Lelle released the muzzle. It wasn’t needed any longer.
‘I’m not proud of it,’ Varg said. ‘And I only said I did it because I was desperate. And weak. Fucking weak. I lied to the Ringbergs, said I’d done it so they would get scared and back off. I reckoned if they thought I was capable of something like that, they wouldn’t burgle my home. That they would leave me alone. And it worked! They let me be.’
Lelle rocked up and down, feeling as if he was losing his grip on the world. He brought his face close to Varg’s. ‘If I understand this correctly, you took the blame for my daughter’s death to gain the respect of some fucking dealers? Right?’

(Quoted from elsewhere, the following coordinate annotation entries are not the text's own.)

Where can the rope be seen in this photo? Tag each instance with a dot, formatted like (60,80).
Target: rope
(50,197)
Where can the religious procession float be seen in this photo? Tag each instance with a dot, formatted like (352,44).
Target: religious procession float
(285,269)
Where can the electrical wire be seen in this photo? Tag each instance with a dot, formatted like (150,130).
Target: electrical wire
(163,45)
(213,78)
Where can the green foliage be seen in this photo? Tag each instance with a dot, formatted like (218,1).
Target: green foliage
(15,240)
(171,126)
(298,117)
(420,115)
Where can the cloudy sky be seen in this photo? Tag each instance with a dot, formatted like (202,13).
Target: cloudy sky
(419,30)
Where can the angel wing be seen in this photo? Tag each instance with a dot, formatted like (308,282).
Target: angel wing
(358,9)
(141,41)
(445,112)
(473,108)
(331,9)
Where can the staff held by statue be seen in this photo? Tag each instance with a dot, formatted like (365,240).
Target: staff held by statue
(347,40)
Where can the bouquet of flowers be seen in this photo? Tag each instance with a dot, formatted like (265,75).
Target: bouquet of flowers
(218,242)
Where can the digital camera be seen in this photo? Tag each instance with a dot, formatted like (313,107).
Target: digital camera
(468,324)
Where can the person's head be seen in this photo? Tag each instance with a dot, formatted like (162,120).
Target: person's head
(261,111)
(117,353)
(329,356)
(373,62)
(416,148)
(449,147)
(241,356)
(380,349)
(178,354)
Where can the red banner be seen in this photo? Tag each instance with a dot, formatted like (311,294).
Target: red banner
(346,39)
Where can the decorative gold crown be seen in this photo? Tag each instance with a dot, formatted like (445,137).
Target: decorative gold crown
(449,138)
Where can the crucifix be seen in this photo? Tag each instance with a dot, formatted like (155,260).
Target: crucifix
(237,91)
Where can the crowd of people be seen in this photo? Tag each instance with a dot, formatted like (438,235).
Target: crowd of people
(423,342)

Varg bent over his skinny legs and was lost in his crying.
Lelle sat there with his rage, letting it wash over him, making him cold. The gun began to wave in his hand and he pictured himself lifting the weapon towards the sobbing figure and pressing it against his forehead. He saw the birds flying from the trees at the bang, the children’s laughter falling silent. He felt the cold steel as Hassan fastened the cuffs, his disappointment in the rear-view mirror as he drove Lelle away. Hassan already thought he had lost his mind. And maybe he had.
It was Lina’s voice that brought him back. She was standing at the water’s edge, pleading with him to put down the weapon. Eventually he gave up, slid off the rock and waded back to the lakeside and Lina’s voice. Varg called out after him, but he couldn’t make out what he was saying. He didn’t want to turn around. He couldn’t. The fear of what he had almost done swept over him and he began jogging through the undergrowth. Away from the lake and from Varg. Away from the madness.